Agrimony, a member of the rose family also called cocklebur, is used as a liver cleanser, to clear vision and the throat, for removing toxins, spells, and poisons and evil. Methods include burning, teas, tinctures, and sachets.
Cut/sifted HC-003-10 1 oz
Agrimony, or Agrimonia eupatoria, is an herb known widely throughout folklore by many names, including Church Steeples, Cockeburr, Sticklewort, Philantopos, Garclive, and Egrimayne, all depending on the culture that is referring to it and the time period in which it is discussed.
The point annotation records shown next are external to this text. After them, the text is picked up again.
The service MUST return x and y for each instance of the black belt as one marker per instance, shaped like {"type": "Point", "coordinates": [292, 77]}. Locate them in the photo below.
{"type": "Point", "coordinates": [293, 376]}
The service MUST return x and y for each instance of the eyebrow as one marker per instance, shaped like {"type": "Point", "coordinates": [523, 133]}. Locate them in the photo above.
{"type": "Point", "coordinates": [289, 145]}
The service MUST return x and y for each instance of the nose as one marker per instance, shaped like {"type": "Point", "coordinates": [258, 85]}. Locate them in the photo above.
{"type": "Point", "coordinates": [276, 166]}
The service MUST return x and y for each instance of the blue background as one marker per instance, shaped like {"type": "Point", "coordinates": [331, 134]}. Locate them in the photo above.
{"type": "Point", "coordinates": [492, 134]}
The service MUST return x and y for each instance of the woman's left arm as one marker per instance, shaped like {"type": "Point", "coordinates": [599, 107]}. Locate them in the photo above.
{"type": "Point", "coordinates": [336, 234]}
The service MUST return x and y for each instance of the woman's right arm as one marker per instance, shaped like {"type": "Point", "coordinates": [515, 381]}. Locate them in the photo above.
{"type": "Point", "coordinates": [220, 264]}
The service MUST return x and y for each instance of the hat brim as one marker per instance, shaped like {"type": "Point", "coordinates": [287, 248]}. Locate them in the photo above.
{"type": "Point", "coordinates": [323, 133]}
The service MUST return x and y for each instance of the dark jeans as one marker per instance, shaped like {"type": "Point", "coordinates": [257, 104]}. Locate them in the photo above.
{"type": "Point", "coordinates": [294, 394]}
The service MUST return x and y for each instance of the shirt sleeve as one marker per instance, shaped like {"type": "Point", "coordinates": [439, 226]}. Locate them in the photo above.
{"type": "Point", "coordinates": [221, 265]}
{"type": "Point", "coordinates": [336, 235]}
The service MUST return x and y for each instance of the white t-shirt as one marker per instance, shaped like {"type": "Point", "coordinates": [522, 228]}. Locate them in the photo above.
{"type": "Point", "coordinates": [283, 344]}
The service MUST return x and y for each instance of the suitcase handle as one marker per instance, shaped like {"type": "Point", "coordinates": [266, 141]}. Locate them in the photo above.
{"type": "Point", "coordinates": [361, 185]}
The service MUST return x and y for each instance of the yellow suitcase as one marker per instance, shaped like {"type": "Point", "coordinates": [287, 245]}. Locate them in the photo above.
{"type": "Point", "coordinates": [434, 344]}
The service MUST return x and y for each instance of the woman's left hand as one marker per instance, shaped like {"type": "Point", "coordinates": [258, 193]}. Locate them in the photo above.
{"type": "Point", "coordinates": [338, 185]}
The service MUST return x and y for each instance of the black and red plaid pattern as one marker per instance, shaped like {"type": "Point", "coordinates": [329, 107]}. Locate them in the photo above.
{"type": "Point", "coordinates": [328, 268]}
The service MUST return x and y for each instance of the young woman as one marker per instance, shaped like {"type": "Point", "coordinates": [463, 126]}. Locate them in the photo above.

Throughout history it has been given a reputation as possessing magickal and medicinal properties, with references within a publication of the London Materia Medica, and numerous other sources, and it has been widely referred to in ages past as an herb known for treating wounds and aiding in blood clotting, as well as being a potent component in treating snake bites, warts, and a variety of stomach and digestion issues. Perhaps most notably, it is an ingredient in the famous "arquebusade water," which was used to treat wounds inflicted by an arquebus, or hand-gun. In mystical terms, it is also widely known for its ability to sedate, and even put men to sleep. In this circumstance it is used as a ritual component to a spell, and as has been found in prose in old English manuscripts that suggests that placing it under a pillow would leave someone sleeping until it was removed. Other spiritual and ritual uses found in folklore generally involving using it as an aid for healing, internally and externally. In more modern holistic use, it is known as an aid in curing jaundice and liver problems, as well as aiding in digestion. Other uses include aiding in controlling and healing skin eruptions and irritations such as pimples and hives and athlete`s foot. It has also been known for soothing fevers, colds, and diarrhea. Most commonly, perhaps, it is known for being an astringent that makes a good mouthwash or gargle ingredient.